Zij die de doop ontvangen worden geroepen tot het belijden van Jezus Christus en tot verantwoordelijkheid in de gemeente. (Art. III-3)

Hier wordt duidelijk dat het genadige Woord van God mensen persoonlijk wil aanspreken. Dit Woord is bestemd voor alle mensen in de gemeenschap, jong en oud, rijp en groen, gelovig of niet gelovig. Allen worden genodigd tot een leven in vrede en vreugde. Ook de niet gedoopte kinderen van gemeenteleden en zij die zich met de gemeente verbonden voelen, zijn in het vizier van de gemeente (Art. III- 4 en 5)

De roeping van de gemeente
Dan volgt artikel IV over de gemeente. Daarin wordt het wezen van haar roeping benoemd:

De gemeente, daartoe begenadigd door de Geest, is geroepen tot de dienst aan het Woord van God in de prediking van het Evangelie en de viering van doop en avondmaal in de openbare eredienst, in de dienst van de gebeden, in de missionaire arbeid, in het diaconaat, in de herderlijke zorg, in de geestelijke vorming en ook in alle andere arbeid tot opbouw van het lichaam van Christus. (Art. IV-1)

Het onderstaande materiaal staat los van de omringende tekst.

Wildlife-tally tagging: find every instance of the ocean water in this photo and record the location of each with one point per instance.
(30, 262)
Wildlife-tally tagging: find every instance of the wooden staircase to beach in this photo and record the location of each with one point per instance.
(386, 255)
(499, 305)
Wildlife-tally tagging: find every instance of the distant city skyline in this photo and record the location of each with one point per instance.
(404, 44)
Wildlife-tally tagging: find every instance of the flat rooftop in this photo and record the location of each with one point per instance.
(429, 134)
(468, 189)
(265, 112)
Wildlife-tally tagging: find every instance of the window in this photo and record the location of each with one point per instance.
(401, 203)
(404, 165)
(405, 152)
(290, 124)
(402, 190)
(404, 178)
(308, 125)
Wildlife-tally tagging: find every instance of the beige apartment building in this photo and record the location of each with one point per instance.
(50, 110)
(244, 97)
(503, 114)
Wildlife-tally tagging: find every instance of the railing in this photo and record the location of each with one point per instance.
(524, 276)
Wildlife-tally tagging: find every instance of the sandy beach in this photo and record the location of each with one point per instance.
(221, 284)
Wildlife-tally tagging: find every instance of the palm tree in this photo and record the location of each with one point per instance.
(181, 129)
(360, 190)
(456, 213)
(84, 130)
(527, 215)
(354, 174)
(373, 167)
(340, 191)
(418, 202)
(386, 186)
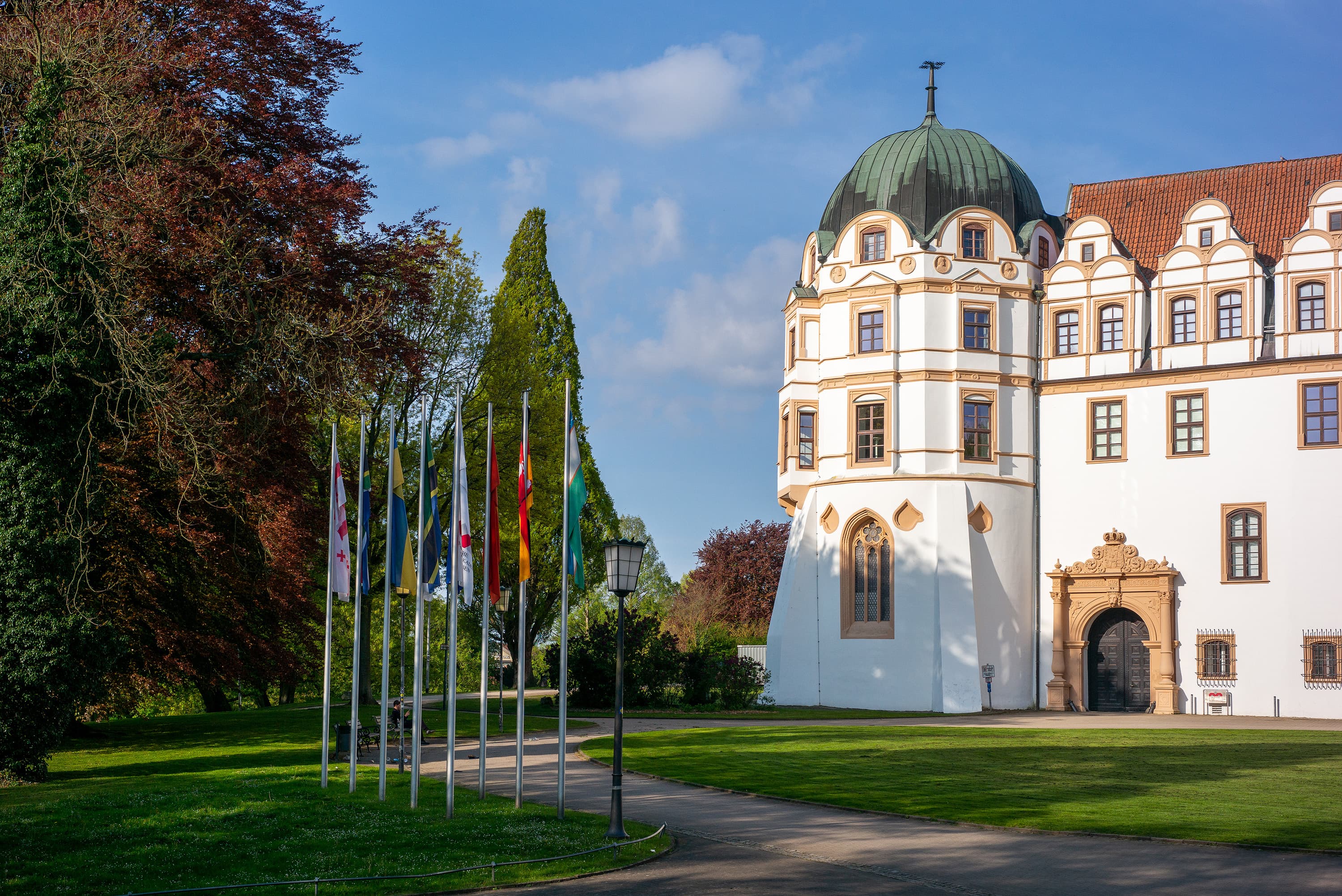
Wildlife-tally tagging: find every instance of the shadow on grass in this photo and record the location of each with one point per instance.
(1239, 786)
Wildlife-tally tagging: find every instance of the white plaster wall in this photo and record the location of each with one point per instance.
(1172, 507)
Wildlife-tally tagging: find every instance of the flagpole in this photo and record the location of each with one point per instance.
(564, 609)
(419, 619)
(458, 579)
(520, 662)
(387, 612)
(359, 607)
(327, 662)
(486, 596)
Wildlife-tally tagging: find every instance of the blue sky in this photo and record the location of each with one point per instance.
(684, 152)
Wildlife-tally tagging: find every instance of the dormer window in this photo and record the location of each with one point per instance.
(973, 242)
(874, 245)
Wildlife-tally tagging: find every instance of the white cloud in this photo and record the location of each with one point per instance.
(504, 131)
(722, 330)
(686, 93)
(525, 186)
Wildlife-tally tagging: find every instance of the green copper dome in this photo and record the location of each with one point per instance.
(926, 173)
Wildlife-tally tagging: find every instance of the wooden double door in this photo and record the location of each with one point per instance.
(1118, 663)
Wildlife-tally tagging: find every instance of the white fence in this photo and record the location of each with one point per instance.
(753, 651)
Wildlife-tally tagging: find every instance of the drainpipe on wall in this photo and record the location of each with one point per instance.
(1039, 373)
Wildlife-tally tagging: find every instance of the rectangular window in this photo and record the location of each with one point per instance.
(976, 329)
(1216, 655)
(1069, 333)
(1322, 650)
(871, 432)
(979, 430)
(807, 439)
(1106, 430)
(1244, 530)
(871, 332)
(1188, 424)
(1320, 414)
(1228, 317)
(874, 246)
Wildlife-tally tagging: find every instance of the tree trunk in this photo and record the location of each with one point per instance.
(214, 697)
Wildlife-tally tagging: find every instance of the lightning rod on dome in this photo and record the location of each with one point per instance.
(932, 84)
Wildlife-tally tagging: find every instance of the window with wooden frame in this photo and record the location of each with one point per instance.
(1230, 316)
(871, 332)
(807, 439)
(977, 428)
(1106, 428)
(1322, 650)
(977, 328)
(1188, 423)
(1067, 328)
(870, 431)
(1309, 306)
(874, 245)
(1320, 414)
(1112, 328)
(1244, 538)
(1184, 320)
(973, 242)
(1216, 655)
(866, 605)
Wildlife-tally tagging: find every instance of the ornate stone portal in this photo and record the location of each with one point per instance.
(1116, 576)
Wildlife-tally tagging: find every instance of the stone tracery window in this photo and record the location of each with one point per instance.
(870, 596)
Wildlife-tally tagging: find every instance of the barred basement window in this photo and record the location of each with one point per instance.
(1321, 656)
(1215, 655)
(871, 576)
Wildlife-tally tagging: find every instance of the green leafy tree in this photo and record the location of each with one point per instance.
(53, 654)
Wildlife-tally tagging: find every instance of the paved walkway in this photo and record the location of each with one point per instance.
(759, 845)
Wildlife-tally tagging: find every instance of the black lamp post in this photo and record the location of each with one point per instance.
(623, 560)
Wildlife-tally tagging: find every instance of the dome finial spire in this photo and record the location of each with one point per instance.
(932, 85)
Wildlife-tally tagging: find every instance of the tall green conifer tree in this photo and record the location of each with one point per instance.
(51, 365)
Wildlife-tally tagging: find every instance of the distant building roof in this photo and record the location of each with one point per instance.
(1267, 200)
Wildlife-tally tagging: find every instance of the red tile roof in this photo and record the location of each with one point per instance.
(1269, 200)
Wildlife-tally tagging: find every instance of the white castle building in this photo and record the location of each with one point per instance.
(1097, 452)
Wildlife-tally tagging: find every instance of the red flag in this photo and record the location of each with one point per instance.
(492, 526)
(524, 510)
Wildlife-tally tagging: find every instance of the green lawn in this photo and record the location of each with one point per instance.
(188, 801)
(1270, 788)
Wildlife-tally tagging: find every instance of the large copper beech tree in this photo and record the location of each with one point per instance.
(186, 283)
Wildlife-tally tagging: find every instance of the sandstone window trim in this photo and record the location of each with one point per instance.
(1243, 542)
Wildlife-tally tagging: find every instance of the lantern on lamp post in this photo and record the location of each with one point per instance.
(623, 560)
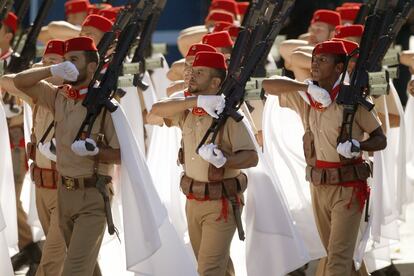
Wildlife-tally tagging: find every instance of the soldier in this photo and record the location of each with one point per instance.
(322, 28)
(337, 174)
(81, 208)
(212, 178)
(29, 252)
(76, 11)
(43, 169)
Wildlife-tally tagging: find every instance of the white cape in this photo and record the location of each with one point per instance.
(151, 242)
(283, 150)
(8, 215)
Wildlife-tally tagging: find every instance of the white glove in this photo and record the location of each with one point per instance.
(66, 70)
(79, 147)
(344, 149)
(319, 94)
(212, 104)
(46, 151)
(213, 155)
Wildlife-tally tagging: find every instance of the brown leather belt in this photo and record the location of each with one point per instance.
(214, 190)
(71, 183)
(338, 176)
(44, 178)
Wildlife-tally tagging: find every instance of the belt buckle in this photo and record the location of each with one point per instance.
(69, 183)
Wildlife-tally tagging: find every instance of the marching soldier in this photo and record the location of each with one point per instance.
(337, 174)
(29, 252)
(43, 169)
(212, 180)
(81, 209)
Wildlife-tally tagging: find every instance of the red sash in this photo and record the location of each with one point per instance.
(318, 106)
(73, 93)
(360, 188)
(197, 111)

De leidende gedachte is hier dat de Heilige Geest haar gaven (charisma’s) schenkt aan de gemeente opdat zij wordt opgebouwd als lichaam van Christus. Dat laatste houdt in dat de gemeente geroepen is om de liefde en de vrede van Christus te belichamen in de plaats waar zij gesteld is. De gemeente mag het heil in Christus present stellen. Deze ‘representatie’ van Christus is in de eerste plaats een roeping voor de hele gemeente. Hierin komt het priesterschap van alle gelovigen tot uitdrukking. In de concrete beschrijving van de dienst van de gemeente staan de ambtelijke en niet ambtelijke taken dan ook onbekommerd naast elkaar. 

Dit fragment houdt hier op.